PanayotopoulosLeventreetloreille

Emmanuel Desestré, Le Ventre et l’Oreille

Les raisons d’une chronique
La façon avec laquelle ce livre est arrivé jusqu’à moi ne justifie pas à elle seule une recension dans cette revue. Le lien avec la musique et la cuisine, même lointain, n’est pas évident. J’aurais bien pu en tisser un, mais son artificialité et sa minceur auraient étiolé ma volonté de bien faire. Avec mon ami Yiannis Stefanakos, qui a pu lire Tout seul en français avant de le découvrir en grec, nous avons décidé de nous livrer à une expérience sensorielle : proposer un accompagnement sonore pour ce récit autobiographique.

Chair et pensée
Tout seul est une introspection. C’est aussi l’introspection d’un auteur déjà rompu aux démarches réflexives, introspection d’introspection dira-t-on peut-être.
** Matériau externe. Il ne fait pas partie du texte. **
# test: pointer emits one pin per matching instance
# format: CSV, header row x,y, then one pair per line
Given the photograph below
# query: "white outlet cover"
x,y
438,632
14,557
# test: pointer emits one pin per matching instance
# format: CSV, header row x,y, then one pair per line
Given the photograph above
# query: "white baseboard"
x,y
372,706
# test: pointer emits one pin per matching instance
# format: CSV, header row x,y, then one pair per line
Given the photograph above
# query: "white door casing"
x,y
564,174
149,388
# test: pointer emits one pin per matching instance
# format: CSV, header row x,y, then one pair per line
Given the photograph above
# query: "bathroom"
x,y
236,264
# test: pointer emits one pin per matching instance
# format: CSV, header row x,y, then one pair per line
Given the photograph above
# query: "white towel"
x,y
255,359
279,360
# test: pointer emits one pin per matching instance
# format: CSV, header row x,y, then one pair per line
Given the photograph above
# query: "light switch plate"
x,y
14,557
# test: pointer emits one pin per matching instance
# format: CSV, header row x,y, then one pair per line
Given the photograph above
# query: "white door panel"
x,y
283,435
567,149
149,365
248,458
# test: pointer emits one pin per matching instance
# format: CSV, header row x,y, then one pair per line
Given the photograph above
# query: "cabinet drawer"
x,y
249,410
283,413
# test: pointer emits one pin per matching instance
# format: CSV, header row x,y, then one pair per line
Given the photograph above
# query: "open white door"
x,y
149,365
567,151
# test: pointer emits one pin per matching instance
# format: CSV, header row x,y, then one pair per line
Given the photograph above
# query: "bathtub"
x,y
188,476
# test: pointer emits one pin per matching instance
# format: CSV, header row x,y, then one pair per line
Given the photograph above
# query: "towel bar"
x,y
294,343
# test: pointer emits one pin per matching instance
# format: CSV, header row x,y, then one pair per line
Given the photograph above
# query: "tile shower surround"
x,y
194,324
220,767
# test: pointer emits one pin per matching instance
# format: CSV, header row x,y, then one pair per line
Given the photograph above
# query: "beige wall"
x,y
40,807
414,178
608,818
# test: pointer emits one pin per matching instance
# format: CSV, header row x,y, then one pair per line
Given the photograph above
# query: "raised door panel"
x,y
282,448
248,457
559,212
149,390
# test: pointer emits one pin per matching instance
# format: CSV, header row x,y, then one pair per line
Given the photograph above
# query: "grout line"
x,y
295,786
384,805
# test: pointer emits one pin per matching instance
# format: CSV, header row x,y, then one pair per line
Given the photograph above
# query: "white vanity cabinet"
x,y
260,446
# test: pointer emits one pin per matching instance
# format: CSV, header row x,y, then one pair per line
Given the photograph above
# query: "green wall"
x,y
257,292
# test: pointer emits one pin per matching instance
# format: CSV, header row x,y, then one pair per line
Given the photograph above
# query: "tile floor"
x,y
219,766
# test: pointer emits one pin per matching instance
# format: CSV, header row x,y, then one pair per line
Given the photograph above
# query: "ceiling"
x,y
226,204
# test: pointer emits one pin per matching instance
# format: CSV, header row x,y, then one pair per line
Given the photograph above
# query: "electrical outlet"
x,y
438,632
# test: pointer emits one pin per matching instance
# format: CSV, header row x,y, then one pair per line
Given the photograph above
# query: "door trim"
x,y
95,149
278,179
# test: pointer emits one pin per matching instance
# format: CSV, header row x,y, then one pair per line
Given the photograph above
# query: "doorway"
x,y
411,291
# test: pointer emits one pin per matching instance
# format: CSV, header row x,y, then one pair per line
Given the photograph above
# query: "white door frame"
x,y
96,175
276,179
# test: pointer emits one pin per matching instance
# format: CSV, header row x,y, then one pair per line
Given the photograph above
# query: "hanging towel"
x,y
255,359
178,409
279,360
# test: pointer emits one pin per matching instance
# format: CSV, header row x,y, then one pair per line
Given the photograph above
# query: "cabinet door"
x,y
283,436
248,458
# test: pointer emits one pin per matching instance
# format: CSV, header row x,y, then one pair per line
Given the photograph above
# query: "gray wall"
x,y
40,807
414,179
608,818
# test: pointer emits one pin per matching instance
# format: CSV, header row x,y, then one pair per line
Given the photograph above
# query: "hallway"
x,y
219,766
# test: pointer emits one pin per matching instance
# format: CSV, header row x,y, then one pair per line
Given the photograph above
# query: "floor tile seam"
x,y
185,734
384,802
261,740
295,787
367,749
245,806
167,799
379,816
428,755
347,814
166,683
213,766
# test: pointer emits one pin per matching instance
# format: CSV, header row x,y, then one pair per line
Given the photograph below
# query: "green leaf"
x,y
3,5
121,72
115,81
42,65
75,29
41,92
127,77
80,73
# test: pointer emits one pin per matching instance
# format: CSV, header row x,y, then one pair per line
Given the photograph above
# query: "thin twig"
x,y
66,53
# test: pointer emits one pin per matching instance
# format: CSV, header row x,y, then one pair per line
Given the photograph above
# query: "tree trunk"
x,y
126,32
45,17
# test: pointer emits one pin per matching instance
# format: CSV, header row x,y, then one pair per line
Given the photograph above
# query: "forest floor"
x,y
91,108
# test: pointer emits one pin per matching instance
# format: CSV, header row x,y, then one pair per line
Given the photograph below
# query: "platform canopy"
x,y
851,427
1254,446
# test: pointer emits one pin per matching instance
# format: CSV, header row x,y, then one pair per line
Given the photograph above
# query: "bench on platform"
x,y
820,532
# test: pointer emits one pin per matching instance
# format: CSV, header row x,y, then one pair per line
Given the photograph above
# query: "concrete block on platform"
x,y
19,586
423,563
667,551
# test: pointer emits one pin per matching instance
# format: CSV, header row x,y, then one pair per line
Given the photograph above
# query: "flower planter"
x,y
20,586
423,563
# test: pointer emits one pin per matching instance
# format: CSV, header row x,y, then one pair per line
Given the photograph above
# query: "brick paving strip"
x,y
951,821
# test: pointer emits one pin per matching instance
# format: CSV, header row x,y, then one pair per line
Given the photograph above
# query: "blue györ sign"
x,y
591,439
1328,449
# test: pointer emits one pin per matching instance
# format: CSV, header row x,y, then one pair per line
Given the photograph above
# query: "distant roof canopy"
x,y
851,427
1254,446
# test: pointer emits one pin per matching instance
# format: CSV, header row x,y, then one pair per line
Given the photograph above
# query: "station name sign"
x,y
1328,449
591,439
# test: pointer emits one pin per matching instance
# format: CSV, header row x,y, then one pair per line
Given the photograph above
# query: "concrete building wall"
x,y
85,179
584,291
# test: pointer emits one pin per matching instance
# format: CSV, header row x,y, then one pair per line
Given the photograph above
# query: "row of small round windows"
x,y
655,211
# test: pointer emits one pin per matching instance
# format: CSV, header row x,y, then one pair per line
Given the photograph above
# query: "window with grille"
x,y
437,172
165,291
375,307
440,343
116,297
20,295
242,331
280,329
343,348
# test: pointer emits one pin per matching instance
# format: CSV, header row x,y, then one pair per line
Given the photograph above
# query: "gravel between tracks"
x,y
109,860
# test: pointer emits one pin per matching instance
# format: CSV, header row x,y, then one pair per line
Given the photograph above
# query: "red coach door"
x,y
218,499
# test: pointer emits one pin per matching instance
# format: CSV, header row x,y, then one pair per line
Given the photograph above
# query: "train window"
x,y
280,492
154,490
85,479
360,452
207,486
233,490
Comme tout récit autobiographique, c’est une mise à nu qui tente malgré elle de rendre universels les thèmes abordés : la transmission, la médiation, les liens de différentes natures, le temps, les peurs. Ici, Nicos Panayotopoulos est conscient de la dimension « généralisante » du « je » singulier. Il intègre parfois le lecteur dans son écriture et le prend à partie. Le sous-titre ne l’annonce-t-il pas ? Saurait-on n’être prophète que pour soi ? Dans Tout seul, il explore de manière fine la médiation entre son père et lui-même puis avec son fils. Le bois que l’on caresse, la table qui sépare et qui met en relation, la musique qui agace, le geste qui énerve. Peu importe, le lien est tissé, fût-il conflictuel. Les voix s’entremêlent, il a fallu cet élément facilitateur. L’auteur ose aussi mettre à l’épreuve le lien biologique et la transmission culturelle : qu’est-ce que ressembler ? Il tente pudiquement de concilier la conscience et ce que l’éducation a imprimé en nous à notre insu. Il tente et nous offre aussi la leçon d’humilité qui va avec. Il tente tout en sachant le poids. Dans une société grecque en contraste, aussi délicate que brutale, Nicos Panayotopoulos détricote l’emprise des traditions, de la bureaucratie et le carcan des représentations. Il conte les regrets et les désirs mêlés. Il conte les secrets et l’histoire familiale avec une grande sobriété et une langue épurée. Rendons ici hommage à Gilles Decorvet qui a su ne pas enjoliver pour son plaisir un langage tendu et incisif.